Она с грустью смотрит на Пиннеберга, и ему тоже становится грустно, грустно и смешно. Обо всей этой заводиловке в бассейне он уже и думать забыл.
— Неужели у вас не было никого, кто бы мог хоть чуточку помогать вам? — спрашивает он.
— Нет, никого. С Максом мы познакомились позже, я тогда уже отказалась от магазина. Он устроил меня агентом по продаже бандажей, поясов и бюстгальтеров. Дело как будто неплохое, но ничего не зарабатываю. Почти ничего.
— Да, с таким товаром нынче трудно, — вставляет Пиннеберг.
— Вот-вот! — подхватывает она благодарно. — Очень трудно. Сколько лестниц обегаешь за день, а и на пять марок не продашь. Ну да это еще с полбеды, — говорит она и силится улыбнуться, — ведь у людей действительно нет денег. Если б только некоторые не вели себя так безобразно! Видите ли, — осторожно произносит она, — я ведь еврейка, вы заметили?
— Нет… не так чтобы очень…— смущенно отвечает Пиннеберг.
— Так вот, — продолжает она, — это все-таки заметно. Я все время говорю Максу, что заметно. И я думаю, что эти люди — ну, антисемиты — должны бы прибивать табличку на двери, чтобы их не беспокоили понапрасну. А то всегда как гром с ясного неба: «Катись отсюда со своей срамотищей, тоже мне товар, жидовская морда!» — сказал мне один вчера.
— Ну и мерзавец! — возмущается Пиннеберг.
— Я уже подумывала, не порвать ли мне с иудейством. Я, видите ли, не очень-то верующая, ем свинину, и все такое прочее. Но как сделать это сейчас, когда евреев поносят везде?
— Вы правы, — обрадованно говорит Пиннеберг. — Сейчас этого лучше не делать.
— Так вот, а теперь Макс говорит: обязательно вступай » их общество; у них я смогу хорошо зарабатывать. И он прав. Видите ли, почти всем женщинам — о девушках я не говорю — необходимо носить пояс или что-нибудь для груди. И здесь я отлично вижу, кому что нужно, недаром я торчу тут уже третий вечер. Макс говорит: решайся же наконец, Эльза, дело-то верное. А я все никак не могу решиться. Понимаете?
— О да, очень даже понимаю. Я тоже все никак не решусь.
— Стало быть, вы считаете, что мне лучше воздержаться, несмотря на деловые соображения?
— Тут трудно что-либо советовать, — говорит Пиннеберг, задумчиво глядя на собеседницу. — Вам лучше знать, насколько это вам необходимо и выгодно.
— Макс очень рассердится, если я откажусь. Последнее время он вообще стал таким раздражительным, боюсь, как бы…
Пиннеберга вдруг охватывает страх, что она поведает ему еще и эту главу своей жизни. Она такая маленькая, жалкая, невзрачная, и, слушая ее, он все время почему-то думал: лишь бы не умереть слишком рано, лишь бы Овечке не пришлось так мучиться. Он не может представить себе, как сложится в дальнейшем жизнь фрау Нотнагель.
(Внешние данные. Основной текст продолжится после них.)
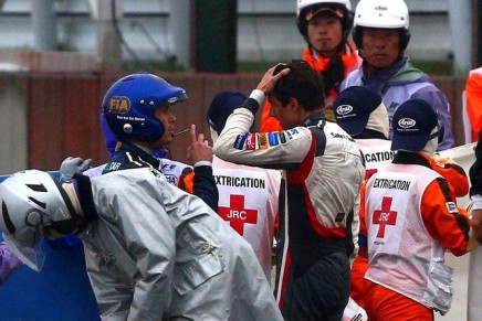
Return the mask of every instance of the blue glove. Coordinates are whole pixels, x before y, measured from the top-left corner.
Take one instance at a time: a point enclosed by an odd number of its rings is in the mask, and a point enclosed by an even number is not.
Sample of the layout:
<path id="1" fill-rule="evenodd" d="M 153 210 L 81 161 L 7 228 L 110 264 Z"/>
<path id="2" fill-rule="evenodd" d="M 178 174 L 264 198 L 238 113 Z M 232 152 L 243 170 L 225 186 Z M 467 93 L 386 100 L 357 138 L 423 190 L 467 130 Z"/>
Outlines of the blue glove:
<path id="1" fill-rule="evenodd" d="M 80 157 L 67 157 L 61 164 L 61 182 L 72 181 L 74 174 L 82 174 L 92 168 L 92 159 L 83 160 Z"/>

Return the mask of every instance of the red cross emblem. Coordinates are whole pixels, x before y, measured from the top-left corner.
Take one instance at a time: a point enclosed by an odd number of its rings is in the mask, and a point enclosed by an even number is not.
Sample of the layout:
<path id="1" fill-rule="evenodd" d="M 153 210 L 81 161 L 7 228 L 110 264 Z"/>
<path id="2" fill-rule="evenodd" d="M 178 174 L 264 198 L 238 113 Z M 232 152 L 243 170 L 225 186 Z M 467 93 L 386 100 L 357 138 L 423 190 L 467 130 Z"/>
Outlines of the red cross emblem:
<path id="1" fill-rule="evenodd" d="M 239 234 L 244 234 L 244 223 L 256 224 L 258 211 L 244 208 L 244 195 L 231 195 L 229 207 L 219 206 L 218 214 Z"/>
<path id="2" fill-rule="evenodd" d="M 385 237 L 385 226 L 395 225 L 397 222 L 397 212 L 390 211 L 391 197 L 381 200 L 381 210 L 374 211 L 373 224 L 379 224 L 377 237 Z"/>

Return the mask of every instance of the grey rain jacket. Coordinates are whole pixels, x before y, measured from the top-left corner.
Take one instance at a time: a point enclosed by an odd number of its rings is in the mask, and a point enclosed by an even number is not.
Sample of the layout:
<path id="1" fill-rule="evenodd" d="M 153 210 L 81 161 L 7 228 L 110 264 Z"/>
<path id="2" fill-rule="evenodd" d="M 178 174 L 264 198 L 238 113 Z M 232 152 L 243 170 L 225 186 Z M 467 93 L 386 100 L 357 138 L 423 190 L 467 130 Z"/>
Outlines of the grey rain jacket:
<path id="1" fill-rule="evenodd" d="M 406 100 L 418 98 L 432 106 L 443 125 L 443 140 L 439 143 L 438 150 L 446 150 L 454 146 L 452 116 L 446 95 L 433 85 L 427 74 L 413 67 L 407 57 L 397 61 L 390 67 L 370 73 L 367 73 L 363 66 L 359 67 L 348 74 L 342 83 L 340 90 L 352 86 L 365 86 L 383 97 L 390 121 L 390 139 L 392 136 L 391 119 L 395 110 Z"/>
<path id="2" fill-rule="evenodd" d="M 80 236 L 103 319 L 282 320 L 251 246 L 199 197 L 151 168 L 91 184 Z"/>

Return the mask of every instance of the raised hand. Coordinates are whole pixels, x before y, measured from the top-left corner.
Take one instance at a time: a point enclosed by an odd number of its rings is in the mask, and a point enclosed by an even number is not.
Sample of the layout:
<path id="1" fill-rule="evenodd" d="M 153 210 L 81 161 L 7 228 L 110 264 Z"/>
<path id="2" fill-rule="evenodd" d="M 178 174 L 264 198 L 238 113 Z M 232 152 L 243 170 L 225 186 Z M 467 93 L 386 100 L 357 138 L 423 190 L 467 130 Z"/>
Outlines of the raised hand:
<path id="1" fill-rule="evenodd" d="M 191 143 L 188 148 L 188 160 L 191 164 L 196 164 L 200 161 L 212 162 L 212 147 L 205 139 L 203 133 L 196 136 L 196 125 L 191 125 L 189 128 L 189 136 Z"/>

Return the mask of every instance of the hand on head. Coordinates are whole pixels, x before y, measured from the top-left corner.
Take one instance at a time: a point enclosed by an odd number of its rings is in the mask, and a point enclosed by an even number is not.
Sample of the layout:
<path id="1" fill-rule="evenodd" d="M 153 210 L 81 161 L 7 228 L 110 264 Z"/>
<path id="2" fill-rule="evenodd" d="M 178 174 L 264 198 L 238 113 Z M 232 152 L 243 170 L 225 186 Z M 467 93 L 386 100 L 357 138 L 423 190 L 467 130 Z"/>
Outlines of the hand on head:
<path id="1" fill-rule="evenodd" d="M 191 143 L 188 148 L 188 160 L 191 164 L 196 164 L 200 161 L 212 162 L 212 147 L 205 139 L 203 133 L 199 133 L 196 137 L 196 125 L 191 125 L 189 128 L 189 136 Z"/>

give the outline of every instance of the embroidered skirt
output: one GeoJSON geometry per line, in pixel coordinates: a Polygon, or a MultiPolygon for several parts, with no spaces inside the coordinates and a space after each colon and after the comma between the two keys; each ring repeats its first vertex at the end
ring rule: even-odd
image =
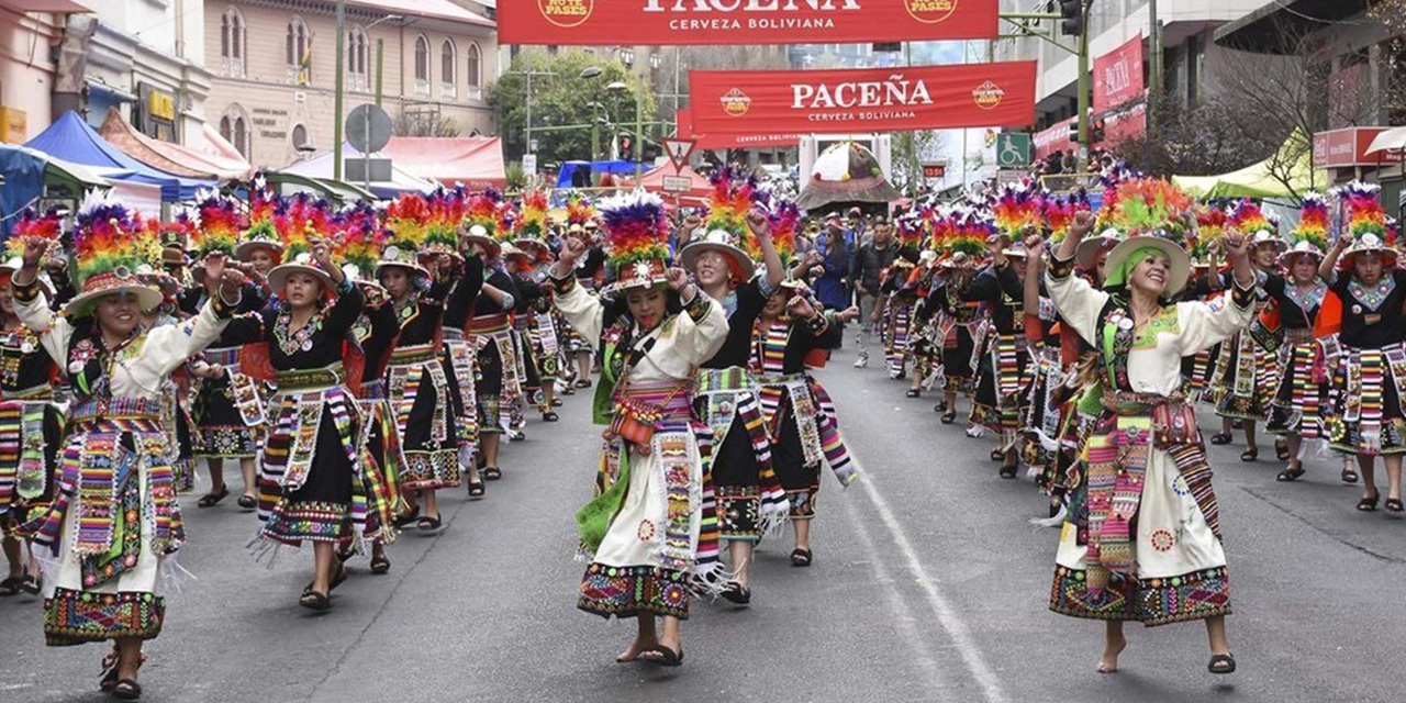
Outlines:
{"type": "Polygon", "coordinates": [[[453,423],[449,375],[433,346],[402,347],[391,353],[387,395],[405,454],[405,491],[434,491],[460,485],[458,437],[453,423]]]}
{"type": "MultiPolygon", "coordinates": [[[[1084,449],[1085,477],[1070,498],[1070,520],[1054,558],[1050,610],[1097,620],[1136,620],[1146,626],[1201,620],[1230,613],[1230,581],[1220,546],[1219,509],[1211,488],[1211,467],[1199,439],[1173,451],[1153,443],[1128,447],[1137,419],[1101,418],[1084,449]],[[1104,541],[1098,569],[1088,547],[1090,488],[1108,482],[1126,465],[1142,464],[1142,488],[1114,491],[1114,503],[1132,505],[1125,537],[1104,541]],[[1114,571],[1105,583],[1104,564],[1135,565],[1114,571]]],[[[1146,419],[1140,427],[1147,430],[1146,419]]],[[[1107,509],[1108,506],[1105,506],[1107,509]]]]}
{"type": "Polygon", "coordinates": [[[1270,406],[1270,422],[1264,427],[1267,432],[1295,433],[1302,439],[1323,436],[1327,382],[1323,380],[1320,361],[1319,343],[1315,340],[1279,347],[1279,378],[1270,406]]]}
{"type": "Polygon", "coordinates": [[[1344,346],[1329,357],[1333,377],[1323,411],[1329,447],[1364,456],[1406,453],[1406,346],[1344,346]]]}
{"type": "Polygon", "coordinates": [[[344,385],[298,388],[280,380],[259,465],[260,536],[280,544],[389,541],[387,488],[367,471],[360,405],[344,385]]]}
Впрочем, довольно с него тоски на этот вечер, и он вдруг обрывает ее очень невежливо:
— Простите! Мне нужно позвонить. А она говорит очень вежливо:
— Да, да, конечно, не смею вас задерживать. И он уходит.
ПИННЕБЕРГУ ВЫСТАВЛЯЮТ КРУЖКУ ПИВА. ОН ИДЕТ ВОРОВАТЬ ЦВЕТЫ И В ЗАКЛЮЧЕНИЕ ГОВОРИТ НЕПРАВДУ СВОЕЙ ОВЕЧКЕ.Пиннеберг не стал прощаться с Гейльбутом. Наплевать, пусть обижается. Ему попросту невмоготу дольше слушать эту тягучую, тягостную болтовню, он улизнул.
Он пускается в путь — в долгий путь с восточной окраины Берлина до Альт-Моабита, в Северо-Западном районе. Идти на своих двоих вполне его устраивает, ведь до двенадцати еще далеко, да и мелочишку за проезд сэкономишь. Время от времени он мельком думает об Овечке, или о фрау Нотнагель, или о Иенеке — тот скоро станет заведующим отделом, потому что господин Шпанфус, как видно, не особенно жалует Крепелина, — но, в сущности говоря, не думает ни о чем. Так, шагает себе и шагает, заглядывает в витрины, мимо проносятся автобусы, и световые рекламы такие красивые, и в голове нет-нет да мелькнет: «Она ведь женщина, разума у нее нет». Так, кажется, сказал Бергман? Что он понимает, этот Бергман. Вот если бы он знал Овечку!